Actually, let's talk about measurements for a bit.
One of the problems in audio is that most common audio analyzers (Audio Precision, Stanford, DScope) have a number of pre-set measurements that make determining things like THD, IMD, S/N ratio, crosstalk, etc relatively simple. Which means this is what most people focus on. And then we get into a numbers game that ends in PPM distortion numbers, etc, which, in our opinion, do not always correlate to great sound.
Now, these types of measurements are important. But you need to take into account two things when making audio measurements, besides the pre-set menus:
1. Is the system set up correctly?
First, whenever anyone says "making measurements is easy and absolute," they haven't read the 312-page manual that comes with a Stanford SR1. I like to ask, "So, how many thousands of hours do you have using an Audio Precision, Stanford, and DScope?" when people assert that measurements are absolute.

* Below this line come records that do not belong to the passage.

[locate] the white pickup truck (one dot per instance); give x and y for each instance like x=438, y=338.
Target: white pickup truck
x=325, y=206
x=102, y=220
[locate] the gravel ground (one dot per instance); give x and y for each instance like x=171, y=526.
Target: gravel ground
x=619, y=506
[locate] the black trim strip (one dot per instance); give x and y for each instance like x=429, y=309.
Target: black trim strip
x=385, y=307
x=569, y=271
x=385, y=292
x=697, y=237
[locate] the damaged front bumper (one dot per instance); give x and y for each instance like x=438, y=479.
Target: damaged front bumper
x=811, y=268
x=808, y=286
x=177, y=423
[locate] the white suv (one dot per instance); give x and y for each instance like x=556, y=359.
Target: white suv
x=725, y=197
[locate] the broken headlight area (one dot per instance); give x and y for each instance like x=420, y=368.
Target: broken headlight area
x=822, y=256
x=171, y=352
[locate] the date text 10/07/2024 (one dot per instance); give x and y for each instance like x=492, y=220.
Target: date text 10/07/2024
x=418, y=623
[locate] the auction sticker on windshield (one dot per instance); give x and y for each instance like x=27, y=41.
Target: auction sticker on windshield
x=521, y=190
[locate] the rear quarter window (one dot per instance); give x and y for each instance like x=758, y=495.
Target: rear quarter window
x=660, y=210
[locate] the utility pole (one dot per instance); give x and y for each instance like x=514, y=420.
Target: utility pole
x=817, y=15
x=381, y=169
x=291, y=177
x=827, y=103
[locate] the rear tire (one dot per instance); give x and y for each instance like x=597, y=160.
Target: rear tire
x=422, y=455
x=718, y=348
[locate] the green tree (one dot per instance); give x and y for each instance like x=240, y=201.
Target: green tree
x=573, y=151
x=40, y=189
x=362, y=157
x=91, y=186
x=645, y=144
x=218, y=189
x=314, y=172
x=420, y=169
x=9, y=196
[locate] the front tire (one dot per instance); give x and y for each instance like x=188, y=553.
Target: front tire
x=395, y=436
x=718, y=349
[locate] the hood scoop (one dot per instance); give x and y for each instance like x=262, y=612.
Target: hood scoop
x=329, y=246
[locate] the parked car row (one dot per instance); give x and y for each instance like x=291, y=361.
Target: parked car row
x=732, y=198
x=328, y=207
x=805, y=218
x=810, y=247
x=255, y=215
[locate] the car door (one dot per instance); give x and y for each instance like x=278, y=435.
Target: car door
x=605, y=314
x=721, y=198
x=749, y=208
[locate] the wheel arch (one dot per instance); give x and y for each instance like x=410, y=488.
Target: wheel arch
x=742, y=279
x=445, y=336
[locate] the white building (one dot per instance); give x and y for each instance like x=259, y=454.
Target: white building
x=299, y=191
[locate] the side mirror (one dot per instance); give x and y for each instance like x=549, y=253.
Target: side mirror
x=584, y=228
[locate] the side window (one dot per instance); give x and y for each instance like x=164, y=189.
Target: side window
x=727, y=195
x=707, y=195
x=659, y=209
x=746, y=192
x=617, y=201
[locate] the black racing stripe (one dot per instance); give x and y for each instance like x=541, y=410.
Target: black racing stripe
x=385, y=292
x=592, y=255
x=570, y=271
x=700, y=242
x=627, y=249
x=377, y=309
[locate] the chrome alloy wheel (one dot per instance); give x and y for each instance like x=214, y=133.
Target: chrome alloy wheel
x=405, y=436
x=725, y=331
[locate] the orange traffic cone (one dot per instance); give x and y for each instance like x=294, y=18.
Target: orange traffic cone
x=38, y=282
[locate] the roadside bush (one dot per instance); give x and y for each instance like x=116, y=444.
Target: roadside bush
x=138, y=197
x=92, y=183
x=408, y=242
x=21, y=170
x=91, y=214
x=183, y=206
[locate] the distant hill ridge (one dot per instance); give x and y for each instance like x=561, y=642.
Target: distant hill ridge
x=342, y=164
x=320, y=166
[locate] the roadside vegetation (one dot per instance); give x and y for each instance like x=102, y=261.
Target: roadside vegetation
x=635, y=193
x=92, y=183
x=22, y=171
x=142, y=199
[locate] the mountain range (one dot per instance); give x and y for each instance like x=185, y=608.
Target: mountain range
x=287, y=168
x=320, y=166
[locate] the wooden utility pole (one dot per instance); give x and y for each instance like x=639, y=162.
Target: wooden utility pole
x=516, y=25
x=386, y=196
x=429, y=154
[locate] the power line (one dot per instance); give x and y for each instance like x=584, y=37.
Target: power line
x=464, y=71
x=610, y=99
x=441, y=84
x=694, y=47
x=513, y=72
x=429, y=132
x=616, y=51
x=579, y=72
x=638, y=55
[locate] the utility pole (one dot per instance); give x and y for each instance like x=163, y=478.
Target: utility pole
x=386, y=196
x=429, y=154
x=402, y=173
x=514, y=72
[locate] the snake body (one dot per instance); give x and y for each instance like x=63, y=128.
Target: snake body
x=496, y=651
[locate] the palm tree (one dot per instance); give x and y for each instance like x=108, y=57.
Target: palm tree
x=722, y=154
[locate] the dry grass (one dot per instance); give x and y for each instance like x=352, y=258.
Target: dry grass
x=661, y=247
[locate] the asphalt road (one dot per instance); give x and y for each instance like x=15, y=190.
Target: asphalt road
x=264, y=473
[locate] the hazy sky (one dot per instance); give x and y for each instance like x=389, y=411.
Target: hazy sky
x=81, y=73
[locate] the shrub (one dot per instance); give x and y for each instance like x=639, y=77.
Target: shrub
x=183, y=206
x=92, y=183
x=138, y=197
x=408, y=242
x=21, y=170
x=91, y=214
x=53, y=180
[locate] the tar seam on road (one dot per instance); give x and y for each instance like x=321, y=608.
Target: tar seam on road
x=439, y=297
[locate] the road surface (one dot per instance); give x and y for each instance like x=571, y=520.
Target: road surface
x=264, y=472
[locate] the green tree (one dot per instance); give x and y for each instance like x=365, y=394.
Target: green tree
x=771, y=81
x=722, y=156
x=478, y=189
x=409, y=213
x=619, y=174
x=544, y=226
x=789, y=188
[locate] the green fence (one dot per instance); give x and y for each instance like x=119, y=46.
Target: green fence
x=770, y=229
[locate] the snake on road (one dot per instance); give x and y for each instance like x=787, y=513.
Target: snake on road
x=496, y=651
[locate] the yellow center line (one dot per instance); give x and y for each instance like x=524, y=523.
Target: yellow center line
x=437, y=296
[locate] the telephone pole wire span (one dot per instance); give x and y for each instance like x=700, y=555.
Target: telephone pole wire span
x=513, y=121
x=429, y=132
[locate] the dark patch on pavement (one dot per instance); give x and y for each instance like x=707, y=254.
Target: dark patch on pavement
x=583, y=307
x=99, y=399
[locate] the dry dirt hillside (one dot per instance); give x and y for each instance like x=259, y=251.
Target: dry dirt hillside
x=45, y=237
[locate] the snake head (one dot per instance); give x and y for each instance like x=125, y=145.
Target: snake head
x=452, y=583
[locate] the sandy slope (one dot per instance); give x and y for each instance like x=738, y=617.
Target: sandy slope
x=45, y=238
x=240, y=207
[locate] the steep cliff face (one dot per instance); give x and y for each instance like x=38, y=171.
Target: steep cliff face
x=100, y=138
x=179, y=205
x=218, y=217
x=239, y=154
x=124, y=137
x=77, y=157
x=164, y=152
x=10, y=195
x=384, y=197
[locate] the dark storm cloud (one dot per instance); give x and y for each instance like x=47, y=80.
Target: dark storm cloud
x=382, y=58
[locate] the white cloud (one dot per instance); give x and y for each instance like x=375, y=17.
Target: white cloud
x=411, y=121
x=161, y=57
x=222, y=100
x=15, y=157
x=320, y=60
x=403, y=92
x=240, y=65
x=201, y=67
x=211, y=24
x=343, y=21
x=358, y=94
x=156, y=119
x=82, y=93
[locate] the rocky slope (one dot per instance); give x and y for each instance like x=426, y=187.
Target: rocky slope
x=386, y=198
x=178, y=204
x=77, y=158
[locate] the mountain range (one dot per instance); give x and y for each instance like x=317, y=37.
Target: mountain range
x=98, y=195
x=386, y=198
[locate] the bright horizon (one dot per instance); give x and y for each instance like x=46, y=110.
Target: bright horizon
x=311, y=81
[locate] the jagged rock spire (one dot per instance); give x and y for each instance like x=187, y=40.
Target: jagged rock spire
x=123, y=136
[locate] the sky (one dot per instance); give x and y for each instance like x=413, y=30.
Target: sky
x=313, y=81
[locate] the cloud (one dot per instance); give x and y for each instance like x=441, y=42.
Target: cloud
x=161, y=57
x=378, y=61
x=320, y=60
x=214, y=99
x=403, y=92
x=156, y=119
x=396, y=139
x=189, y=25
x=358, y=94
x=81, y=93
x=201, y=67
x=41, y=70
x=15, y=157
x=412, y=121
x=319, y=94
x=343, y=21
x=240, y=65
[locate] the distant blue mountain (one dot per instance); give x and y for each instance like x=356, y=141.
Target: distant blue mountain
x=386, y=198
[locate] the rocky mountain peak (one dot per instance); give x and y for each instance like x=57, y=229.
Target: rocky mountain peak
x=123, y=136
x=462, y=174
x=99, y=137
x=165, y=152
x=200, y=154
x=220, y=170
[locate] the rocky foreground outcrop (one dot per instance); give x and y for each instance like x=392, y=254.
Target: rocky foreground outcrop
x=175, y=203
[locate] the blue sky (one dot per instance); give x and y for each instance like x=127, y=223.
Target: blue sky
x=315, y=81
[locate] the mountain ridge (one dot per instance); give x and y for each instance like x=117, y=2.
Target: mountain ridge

For example, something as simple as a bad cable can make your measurements completely meaningless. I've run into this a number of times. Same goes for bad jacks, power cables sitting on top of signal cables going to the analyzer, cellphones sitting next to the analyzer, ground loops, etc. Hell, we even blew up a generator output on one of our Stanfords somehow, and didn’t know it until a bunch of weird measurements led us to do a loopback test.
And measurement can look very different depending on how things are set. Is it spectrum-weighted? Are there hardware filters in place? What’s the FIR window? How much averaging? How many points? What’s the noise floor of the analyzer on wide bandwidth and narrow bandwidth? What THD spikes does the analyzer create?
The reality is, measurements aren’t 100% repeatable. Which is why we provide measurement summaries that are very conservative, rather than long printouts from the Stanfords.
2. Are you measuring the right things?
This is the big one. Looking at standard THD at 1K or 20K or CCIF IMD is one thing—and, to be fair, you still have to look at it over a wide bandwidth, not high-res measurements limited to 30 or 40kHz.
Looking at a multitone source (which the Stanford allows you to create—up combining several different frequencies at once) is much more revealing and interesting. We don’t publish this data because it doesn’t match any industry standards, and also because we’ve come to our own measurement regime that produces what we consider to be meaningful results. However, we could be fooling ourselves, so best to keep it internal.
Also, looking at jitter beyond a Jtest-style signal from the analyzer is more interesting. This is one case where you should not be using an audio analyzer—where it’s better to use an interval counter at the actual clock pins. Measuring things this way quickly makes you question the advantages of today’s buzzword-compliant femto clocks.
But these are only a couple of examples. Do we know all the measurements correlate exactly to a DAC or amplifier’s perceived performance? No. Do we have a better idea of how our products perform? Yes.
So, we’ll keep measuring…and we’ll keep listening…and we’ll keep driving some people crazy because we do both.